Thread: [BUG]: segfault during update

[BUG]: segfault during update

From
"Drouvot, Bertrand"
Date:

Hi hackers,

Here is a scenario that produces segfault during update (on version 12 and 13):

create table bdttrig (created_at timestamp without time zone not null default now(),col1 bool not null default false, col2 text not null default 'def', col3 char(6) not null default 'bdtbdt');
CREATE TABLE

CREATE or replace FUNCTION trigger_function()
RETURNS TRIGGER
LANGUAGE PLPGSQL
AS $$
BEGIN
IF (NEW != OLD) THEN
NEW.created_at = OLD.created_at;
RETURN NEW;
END IF;
RETURN OLD;
END;
$$
;

CREATE FUNCTION

create trigger bdt_trigger before update on bdttrig for each row EXECUTE function trigger_function();

CREATE TRIGGER

insert into bdttrig(col1) values (true);

INSERT 0 1

alter table bdttrig add column col4 text  not null default 'default';

ALTER TABLE

alter table bdttrig drop column col2;

ALTER TABLE

update bdttrig  set col1 = true;
server closed the connection unexpectedly
        This probably means the server terminated abnormally
        before or while processing the request.

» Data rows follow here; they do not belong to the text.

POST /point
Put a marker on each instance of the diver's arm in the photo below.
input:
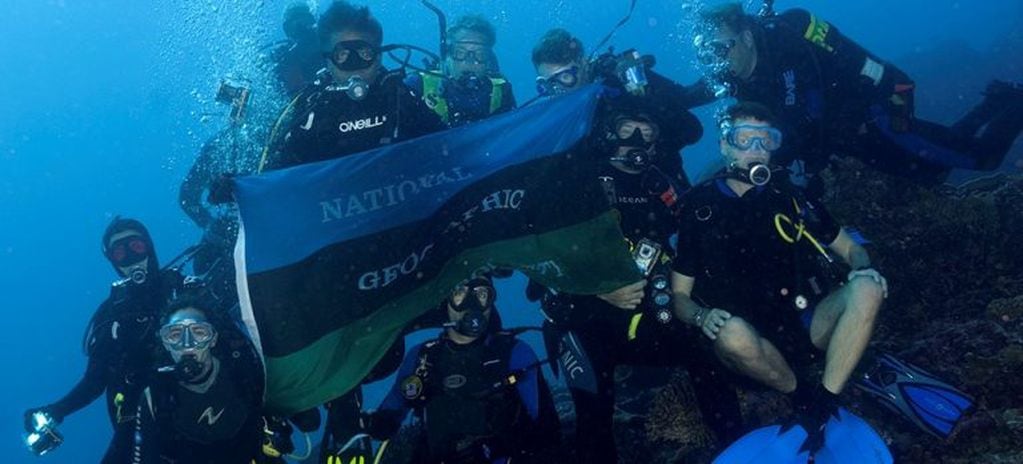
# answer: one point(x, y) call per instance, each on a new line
point(507, 99)
point(273, 153)
point(386, 421)
point(852, 66)
point(528, 385)
point(851, 252)
point(196, 181)
point(416, 119)
point(685, 309)
point(710, 320)
point(87, 390)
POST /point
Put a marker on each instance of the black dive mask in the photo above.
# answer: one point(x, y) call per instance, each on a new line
point(637, 154)
point(188, 368)
point(474, 322)
point(470, 81)
point(758, 174)
point(353, 55)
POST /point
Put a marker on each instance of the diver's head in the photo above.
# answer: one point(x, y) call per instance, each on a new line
point(560, 62)
point(471, 49)
point(725, 42)
point(470, 309)
point(351, 40)
point(299, 21)
point(748, 139)
point(631, 141)
point(128, 246)
point(188, 335)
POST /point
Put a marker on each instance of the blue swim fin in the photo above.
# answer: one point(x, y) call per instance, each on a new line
point(930, 404)
point(847, 441)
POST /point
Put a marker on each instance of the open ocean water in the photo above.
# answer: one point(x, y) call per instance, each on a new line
point(104, 104)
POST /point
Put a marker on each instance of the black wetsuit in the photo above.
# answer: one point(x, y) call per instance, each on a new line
point(743, 264)
point(835, 97)
point(121, 343)
point(297, 61)
point(472, 412)
point(233, 150)
point(220, 424)
point(321, 124)
point(612, 336)
point(667, 102)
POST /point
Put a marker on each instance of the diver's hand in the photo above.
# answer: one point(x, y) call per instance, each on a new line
point(222, 189)
point(627, 297)
point(711, 321)
point(30, 421)
point(874, 275)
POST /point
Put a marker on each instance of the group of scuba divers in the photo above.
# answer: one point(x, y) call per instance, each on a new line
point(761, 287)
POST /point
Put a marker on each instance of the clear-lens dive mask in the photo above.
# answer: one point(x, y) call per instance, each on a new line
point(45, 437)
point(481, 55)
point(353, 54)
point(746, 137)
point(128, 250)
point(559, 82)
point(187, 333)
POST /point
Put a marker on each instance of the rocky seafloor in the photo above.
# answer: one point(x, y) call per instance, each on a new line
point(953, 260)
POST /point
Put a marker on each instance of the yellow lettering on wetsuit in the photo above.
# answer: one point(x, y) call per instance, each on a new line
point(800, 229)
point(816, 33)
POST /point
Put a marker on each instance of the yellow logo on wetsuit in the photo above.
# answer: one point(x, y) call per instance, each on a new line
point(816, 33)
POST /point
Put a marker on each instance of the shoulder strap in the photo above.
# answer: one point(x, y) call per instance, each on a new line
point(496, 93)
point(433, 95)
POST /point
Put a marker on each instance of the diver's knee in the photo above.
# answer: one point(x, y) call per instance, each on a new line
point(868, 295)
point(738, 340)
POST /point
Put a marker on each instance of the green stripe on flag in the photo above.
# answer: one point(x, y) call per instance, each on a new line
point(587, 258)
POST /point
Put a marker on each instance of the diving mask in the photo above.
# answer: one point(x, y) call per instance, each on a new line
point(559, 82)
point(353, 54)
point(746, 137)
point(187, 333)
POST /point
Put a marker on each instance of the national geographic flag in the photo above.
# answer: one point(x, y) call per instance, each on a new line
point(336, 258)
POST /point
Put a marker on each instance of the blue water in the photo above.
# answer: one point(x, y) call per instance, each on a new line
point(101, 113)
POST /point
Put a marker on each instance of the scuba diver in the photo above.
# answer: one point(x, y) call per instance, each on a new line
point(355, 106)
point(206, 406)
point(477, 389)
point(298, 59)
point(746, 274)
point(469, 86)
point(634, 325)
point(835, 97)
point(119, 340)
point(234, 149)
point(562, 66)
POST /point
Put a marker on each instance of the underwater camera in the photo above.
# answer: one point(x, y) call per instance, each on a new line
point(45, 437)
point(628, 67)
point(234, 93)
point(648, 258)
point(632, 72)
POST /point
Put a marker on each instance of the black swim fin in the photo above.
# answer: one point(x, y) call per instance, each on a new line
point(929, 403)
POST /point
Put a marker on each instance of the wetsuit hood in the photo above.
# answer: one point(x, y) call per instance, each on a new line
point(119, 225)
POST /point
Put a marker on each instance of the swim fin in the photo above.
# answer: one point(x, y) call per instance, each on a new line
point(847, 441)
point(930, 404)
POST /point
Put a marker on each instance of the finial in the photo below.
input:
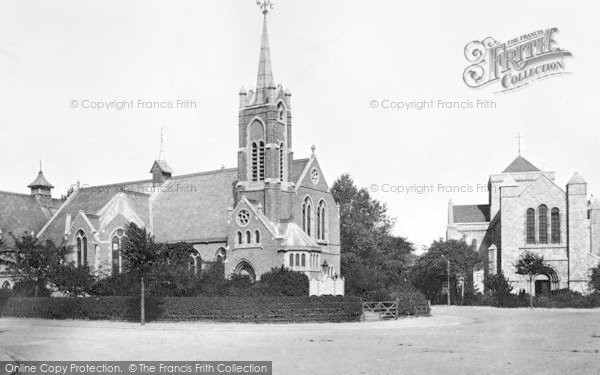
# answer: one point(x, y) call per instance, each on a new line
point(161, 154)
point(265, 5)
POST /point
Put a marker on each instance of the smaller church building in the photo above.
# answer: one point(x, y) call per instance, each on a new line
point(528, 211)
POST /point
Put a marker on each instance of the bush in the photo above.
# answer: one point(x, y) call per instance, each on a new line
point(283, 282)
point(297, 309)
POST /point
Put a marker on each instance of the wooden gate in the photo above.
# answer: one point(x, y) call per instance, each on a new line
point(380, 309)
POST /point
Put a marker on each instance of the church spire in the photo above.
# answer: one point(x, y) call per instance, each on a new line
point(264, 80)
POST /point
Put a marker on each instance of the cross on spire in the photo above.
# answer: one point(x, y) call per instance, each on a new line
point(161, 154)
point(264, 5)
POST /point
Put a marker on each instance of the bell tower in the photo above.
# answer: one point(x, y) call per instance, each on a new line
point(265, 143)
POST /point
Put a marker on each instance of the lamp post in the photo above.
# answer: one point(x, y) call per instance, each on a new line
point(448, 274)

I did some digging and found out and tested that the issue is fixed by this commit: https://github.com/postgres/postgres/commit/20d3fe9009ddbbbb3da3a2da298f922054b43f8c

So, we would need to back port this commit on 12 and 13.

Thanks

Bertrand

Re: [BUG]: segfault during update

From
Tom Lane
Date:
"Drouvot, Bertrand" <bdrouvot@amazon.com> writes:
> Here is a scenario that produces segfault during update (on version 12 
> and 13):

Hm.  So the point about failing to reproduce dropped columns is more
critical than I thought.  I wonder how come we get away with that before
v12?

> So, we would need to back port this commit on 12 and 13.

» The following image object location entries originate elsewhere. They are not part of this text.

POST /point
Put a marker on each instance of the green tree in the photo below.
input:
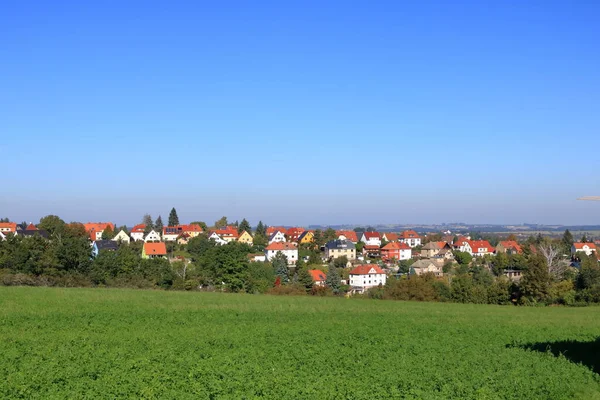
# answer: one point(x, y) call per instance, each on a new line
point(173, 218)
point(52, 224)
point(221, 223)
point(158, 225)
point(244, 226)
point(280, 265)
point(535, 283)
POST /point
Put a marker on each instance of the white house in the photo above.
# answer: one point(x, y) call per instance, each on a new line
point(587, 248)
point(152, 237)
point(371, 238)
point(287, 248)
point(137, 232)
point(365, 277)
point(122, 237)
point(411, 238)
point(218, 239)
point(277, 237)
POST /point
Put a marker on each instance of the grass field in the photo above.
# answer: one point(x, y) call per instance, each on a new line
point(101, 343)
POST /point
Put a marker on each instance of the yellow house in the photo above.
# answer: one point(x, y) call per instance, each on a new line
point(245, 237)
point(306, 237)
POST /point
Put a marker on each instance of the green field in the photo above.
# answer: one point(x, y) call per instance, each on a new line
point(104, 343)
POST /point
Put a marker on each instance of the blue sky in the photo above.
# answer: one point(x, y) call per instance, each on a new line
point(301, 112)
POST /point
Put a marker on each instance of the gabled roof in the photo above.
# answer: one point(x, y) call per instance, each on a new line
point(350, 235)
point(410, 234)
point(365, 269)
point(317, 275)
point(157, 249)
point(276, 246)
point(580, 246)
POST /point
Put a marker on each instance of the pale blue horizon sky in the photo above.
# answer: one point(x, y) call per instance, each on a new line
point(301, 112)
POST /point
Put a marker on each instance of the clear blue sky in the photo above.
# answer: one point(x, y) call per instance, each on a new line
point(301, 112)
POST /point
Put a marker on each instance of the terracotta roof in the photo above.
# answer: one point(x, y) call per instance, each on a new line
point(281, 246)
point(158, 249)
point(395, 246)
point(10, 225)
point(317, 275)
point(579, 246)
point(410, 234)
point(350, 235)
point(364, 269)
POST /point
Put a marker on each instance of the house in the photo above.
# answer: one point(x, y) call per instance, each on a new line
point(103, 245)
point(348, 235)
point(318, 276)
point(8, 227)
point(587, 248)
point(293, 234)
point(371, 250)
point(396, 250)
point(277, 236)
point(122, 237)
point(217, 238)
point(306, 237)
point(509, 247)
point(390, 237)
point(228, 234)
point(138, 232)
point(426, 266)
point(410, 237)
point(246, 238)
point(478, 248)
point(154, 250)
point(286, 248)
point(152, 236)
point(365, 277)
point(371, 238)
point(272, 229)
point(339, 248)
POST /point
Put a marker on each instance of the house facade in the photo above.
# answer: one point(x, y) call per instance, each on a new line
point(339, 248)
point(365, 277)
point(286, 248)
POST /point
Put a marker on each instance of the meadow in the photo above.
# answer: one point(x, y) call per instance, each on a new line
point(111, 343)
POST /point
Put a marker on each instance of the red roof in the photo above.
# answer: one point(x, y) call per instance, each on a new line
point(511, 244)
point(370, 235)
point(395, 246)
point(350, 235)
point(364, 269)
point(579, 246)
point(410, 234)
point(157, 249)
point(281, 246)
point(317, 275)
point(10, 225)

Yeah, this is sufficient reason why we must use the more invasive
patch on those branches.  What I'm wondering now is if there's a
way to break even-older branches based on failure to handle dropped
columns here.

            regards, tom lane



Re: [BUG]: segfault during update

From
Tom Lane
Date:
I wrote:
> Yeah, this is sufficient reason why we must use the more invasive
> patch on those branches.  What I'm wondering now is if there's a
> way to break even-older branches based on failure to handle dropped
> columns here.

After tracing through the example in v11, I see why those branches
are not broken: when ExecBRUpdateTriggers decides to return the
trigger-returned tuple, it sticks it into a target slot like this:

        /*
         * Return the modified tuple using the es_trig_tuple_slot.  We assume
         * the tuple was allocated in per-tuple memory context, and therefore
         * will go away by itself. The tuple table slot should not try to
         * clear it.
         */
        TupleTableSlot *newslot = estate->es_trig_tuple_slot;
        TupleDesc    tupdesc = RelationGetDescr(relinfo->ri_RelationDesc);

        if (newslot->tts_tupleDescriptor != tupdesc)
            ExecSetSlotDescriptor(newslot, tupdesc);
        ExecStoreTuple(newtuple, newslot, InvalidBuffer, false);

So the slot that ExecConstraints et al will be working with contains
the relation's actual tuple descriptor, not the approximate descr
obtained by looking at the plan tlist.

This logic is entirely gone in v12, which confirms my instinct that
there was something about Andres' slot-manipulation changes that
broke this scenario.  In v12 we end up using the junkfilter's output
slot, which does not have a sufficiently accurate tupdesc to deal with
an on-disk tuple rather than one constructed by the executor.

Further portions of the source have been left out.